The girl knew instantly whom Lilim was talking about.
“I don’t know. There might be a way. But it won’t be easy.”
“Is it ever?”
With those words, Lilim stepped into the shadows and vanished. After a while, the author sighed and did the same.
Lilim watched her disappear. The Pixie/Joker mix had reappeared in the air above the tree. She waited for a moment, then continued her search for Pixie. She still had to know what happened.
I alighted on Big Blue’s shoulder after a brief flight. The trees on either side of the path had begun to thin out, and I wanted to see what was waiting for us at the edge of the forest. There were so many forests. It seemed like we were always wandering through a forest. I hoped there would be a desert nearby, or at least something else that didn’t remotely resemble a forest. Forests were far too reminiscent of a certain annoying little brat who asked too many stupid questions.
“There’s a town up ahead,” I said, trying to push those thoughts away. “It looks deserted. Let’s check it out, Blue.”
Big Blue nodded and continued walking. Another deserted town…we must be getting closer to Naga’s lair. Let Genki deal with Naga, as he had with Gali and Gray Wolf. We’d try to steer clear of the lair.
There seemed to be no signs of life in the town as we arrived. Oddly, parts of the town seemed to have been blocked off by walls of gray stone that were a sharp contrast to the small, whitewashed houses. I glanced down at Big Blue.
“Well, Blue, looks like nobody’s home,” I said.

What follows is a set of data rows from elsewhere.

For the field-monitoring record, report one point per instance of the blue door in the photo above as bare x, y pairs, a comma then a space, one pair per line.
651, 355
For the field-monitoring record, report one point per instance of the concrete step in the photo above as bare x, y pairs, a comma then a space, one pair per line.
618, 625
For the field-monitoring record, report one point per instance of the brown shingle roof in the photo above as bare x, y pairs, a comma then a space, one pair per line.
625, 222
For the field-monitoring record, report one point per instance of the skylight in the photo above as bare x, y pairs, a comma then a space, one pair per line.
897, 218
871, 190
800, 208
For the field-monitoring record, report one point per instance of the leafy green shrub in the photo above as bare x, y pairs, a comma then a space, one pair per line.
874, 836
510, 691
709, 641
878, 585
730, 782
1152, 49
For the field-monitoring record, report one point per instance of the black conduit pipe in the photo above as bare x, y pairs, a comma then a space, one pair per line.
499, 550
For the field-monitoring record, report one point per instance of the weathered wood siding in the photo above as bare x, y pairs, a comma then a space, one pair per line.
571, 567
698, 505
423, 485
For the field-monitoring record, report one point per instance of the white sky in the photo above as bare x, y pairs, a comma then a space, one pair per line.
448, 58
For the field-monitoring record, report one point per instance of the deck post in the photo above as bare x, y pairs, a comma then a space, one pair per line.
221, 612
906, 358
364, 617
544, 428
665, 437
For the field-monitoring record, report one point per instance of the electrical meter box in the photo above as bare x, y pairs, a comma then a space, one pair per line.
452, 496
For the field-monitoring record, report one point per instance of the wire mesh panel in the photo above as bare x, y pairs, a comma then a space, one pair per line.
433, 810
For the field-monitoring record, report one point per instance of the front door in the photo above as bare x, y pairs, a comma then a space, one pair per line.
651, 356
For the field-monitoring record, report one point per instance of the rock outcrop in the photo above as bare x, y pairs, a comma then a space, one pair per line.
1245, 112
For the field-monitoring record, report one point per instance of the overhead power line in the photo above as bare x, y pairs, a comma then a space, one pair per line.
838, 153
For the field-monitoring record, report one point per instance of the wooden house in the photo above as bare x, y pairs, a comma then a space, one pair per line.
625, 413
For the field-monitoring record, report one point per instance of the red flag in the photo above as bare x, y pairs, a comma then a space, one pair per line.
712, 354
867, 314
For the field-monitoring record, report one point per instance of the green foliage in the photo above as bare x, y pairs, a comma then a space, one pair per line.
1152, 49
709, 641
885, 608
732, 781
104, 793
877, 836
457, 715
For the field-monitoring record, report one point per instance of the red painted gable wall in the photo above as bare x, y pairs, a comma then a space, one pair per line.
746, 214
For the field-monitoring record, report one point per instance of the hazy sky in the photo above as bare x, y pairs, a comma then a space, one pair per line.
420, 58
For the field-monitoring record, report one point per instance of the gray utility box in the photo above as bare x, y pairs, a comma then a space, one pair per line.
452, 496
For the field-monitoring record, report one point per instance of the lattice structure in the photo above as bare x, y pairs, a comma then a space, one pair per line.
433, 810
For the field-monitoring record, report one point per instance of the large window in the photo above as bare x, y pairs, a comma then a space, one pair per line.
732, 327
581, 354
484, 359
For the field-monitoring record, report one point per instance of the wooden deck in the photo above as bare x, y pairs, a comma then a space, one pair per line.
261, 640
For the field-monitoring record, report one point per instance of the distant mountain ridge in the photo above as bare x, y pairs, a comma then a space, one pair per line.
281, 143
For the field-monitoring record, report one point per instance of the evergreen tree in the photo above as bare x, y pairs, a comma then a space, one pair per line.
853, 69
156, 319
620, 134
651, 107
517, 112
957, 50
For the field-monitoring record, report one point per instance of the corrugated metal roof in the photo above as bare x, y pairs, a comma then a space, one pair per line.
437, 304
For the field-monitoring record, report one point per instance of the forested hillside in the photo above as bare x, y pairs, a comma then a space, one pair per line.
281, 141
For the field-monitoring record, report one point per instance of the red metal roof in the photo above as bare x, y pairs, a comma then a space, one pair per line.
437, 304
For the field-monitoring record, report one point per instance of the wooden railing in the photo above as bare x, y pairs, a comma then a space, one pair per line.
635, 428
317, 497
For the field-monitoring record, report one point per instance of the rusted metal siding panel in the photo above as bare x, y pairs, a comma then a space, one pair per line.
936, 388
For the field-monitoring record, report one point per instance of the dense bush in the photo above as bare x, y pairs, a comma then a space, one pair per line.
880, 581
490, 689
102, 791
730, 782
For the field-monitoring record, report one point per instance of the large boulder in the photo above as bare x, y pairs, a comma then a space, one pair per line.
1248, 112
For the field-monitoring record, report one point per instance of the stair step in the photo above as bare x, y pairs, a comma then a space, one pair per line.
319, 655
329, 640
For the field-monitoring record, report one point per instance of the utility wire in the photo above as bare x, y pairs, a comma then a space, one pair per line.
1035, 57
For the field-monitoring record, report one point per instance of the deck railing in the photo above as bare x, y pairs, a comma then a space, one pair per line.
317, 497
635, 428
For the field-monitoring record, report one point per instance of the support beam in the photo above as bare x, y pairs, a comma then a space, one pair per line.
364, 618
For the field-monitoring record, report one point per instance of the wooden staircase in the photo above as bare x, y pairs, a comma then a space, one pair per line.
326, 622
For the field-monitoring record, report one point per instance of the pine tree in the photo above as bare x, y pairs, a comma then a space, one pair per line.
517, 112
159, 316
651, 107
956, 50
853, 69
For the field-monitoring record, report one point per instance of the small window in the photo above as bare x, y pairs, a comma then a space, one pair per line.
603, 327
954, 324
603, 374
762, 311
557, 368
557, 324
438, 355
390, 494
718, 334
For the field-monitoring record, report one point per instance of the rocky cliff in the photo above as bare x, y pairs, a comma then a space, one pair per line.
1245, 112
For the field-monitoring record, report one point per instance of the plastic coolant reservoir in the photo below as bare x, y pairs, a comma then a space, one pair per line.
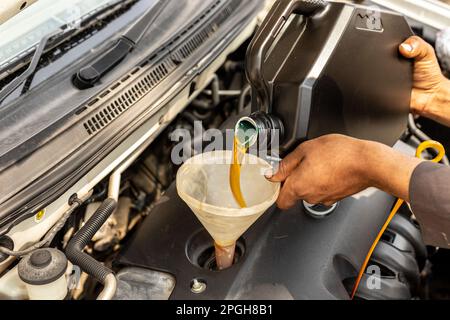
203, 183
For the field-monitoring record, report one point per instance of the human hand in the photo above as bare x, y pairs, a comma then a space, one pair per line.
333, 167
430, 93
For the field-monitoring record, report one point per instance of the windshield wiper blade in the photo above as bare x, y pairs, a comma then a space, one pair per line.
17, 82
89, 75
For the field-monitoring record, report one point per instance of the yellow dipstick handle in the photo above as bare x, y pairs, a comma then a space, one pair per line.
420, 149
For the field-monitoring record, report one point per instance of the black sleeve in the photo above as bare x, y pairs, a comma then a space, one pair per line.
429, 192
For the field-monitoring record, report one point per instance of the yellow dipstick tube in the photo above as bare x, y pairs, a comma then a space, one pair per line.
422, 147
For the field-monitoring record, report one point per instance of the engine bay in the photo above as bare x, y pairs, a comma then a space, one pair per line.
141, 241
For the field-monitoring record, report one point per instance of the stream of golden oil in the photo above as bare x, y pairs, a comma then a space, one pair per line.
235, 172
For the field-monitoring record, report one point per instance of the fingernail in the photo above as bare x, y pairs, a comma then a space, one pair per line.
268, 174
407, 47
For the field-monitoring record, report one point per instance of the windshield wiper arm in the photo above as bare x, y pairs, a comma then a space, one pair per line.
39, 51
89, 75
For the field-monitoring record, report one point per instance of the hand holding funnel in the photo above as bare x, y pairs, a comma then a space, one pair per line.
203, 183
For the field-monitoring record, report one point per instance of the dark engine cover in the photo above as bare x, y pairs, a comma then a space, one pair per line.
337, 71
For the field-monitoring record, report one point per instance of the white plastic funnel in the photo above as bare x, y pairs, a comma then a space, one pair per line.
203, 183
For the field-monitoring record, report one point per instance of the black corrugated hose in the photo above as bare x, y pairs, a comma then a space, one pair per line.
74, 250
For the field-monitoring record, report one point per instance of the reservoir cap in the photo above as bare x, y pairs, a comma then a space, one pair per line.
42, 266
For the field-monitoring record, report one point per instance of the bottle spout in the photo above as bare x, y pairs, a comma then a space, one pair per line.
259, 127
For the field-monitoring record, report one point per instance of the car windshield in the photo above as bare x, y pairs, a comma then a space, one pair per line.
25, 29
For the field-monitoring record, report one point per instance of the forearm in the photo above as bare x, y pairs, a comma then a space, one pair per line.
438, 108
388, 169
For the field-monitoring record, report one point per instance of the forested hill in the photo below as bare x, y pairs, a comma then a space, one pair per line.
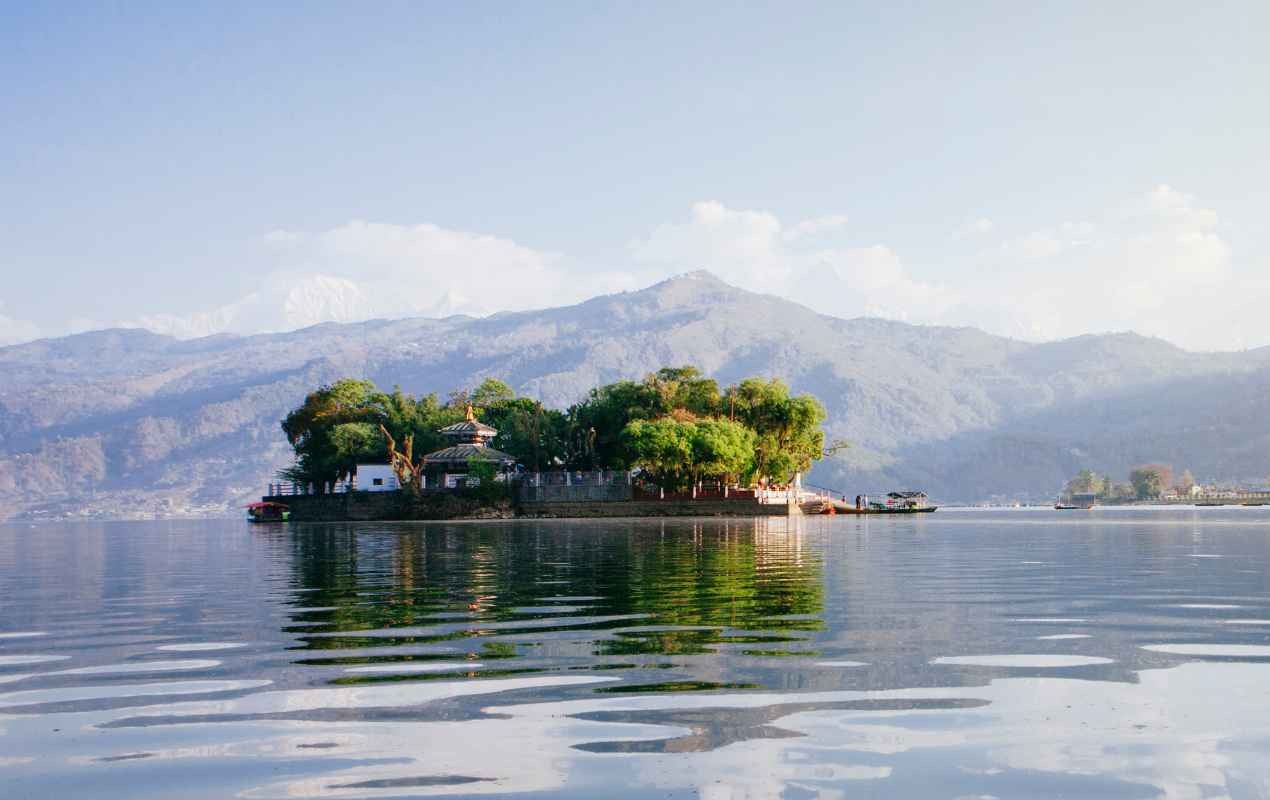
123, 422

The instant the words were out of my mouth, a small girl burst out of a building in the center of town, screaming her little blond head off. A Clay (Jell/Monol) soon followed her. He didn’t bother with a chase, only raised one whip like arm and lashed the girl across the back.
The girl stumbled and cried out, but before she could fall the Clay grabbed a fistful of her long, golden hair. The baddie lifted her to him as tears streamed from her honey brown eyes, then curled his free hand into a fist. Pitiful cries escaped the girl’s lips as he began to beat her again and again.
There was a time when I wouldn’t have cared. There was a time when I would have rejoiced in a human suffering at the hands of a monster. But that was before Genki opened my eyes, before I saw that some humans could be as human as monsters, and some monsters could be as monstrous as humans.
I leapt off of Big Blue’s shoulder and flew over the Clay. “LIGHTNING!”
The Lightning struck his arm, shocking him into releasing the girl. She scrambled off into the trees as I charged another attack.
The Clay looked up at me, and I realized with a start that he was smiling.
“ATTACK!” he screamed.
All at once, the odd-looking barriers melted down into their true form: Wall Mimics (Jell/Golem). I cursed under my breath as Clays poured out of the blocked off areas. I should’ve known there was something fishy about those walls…
Big Blue charged to my side as waves of Jells oozed to fill the deserted streets. The baddies wasted no time with the usual small talk, instead rushing forward to attack us.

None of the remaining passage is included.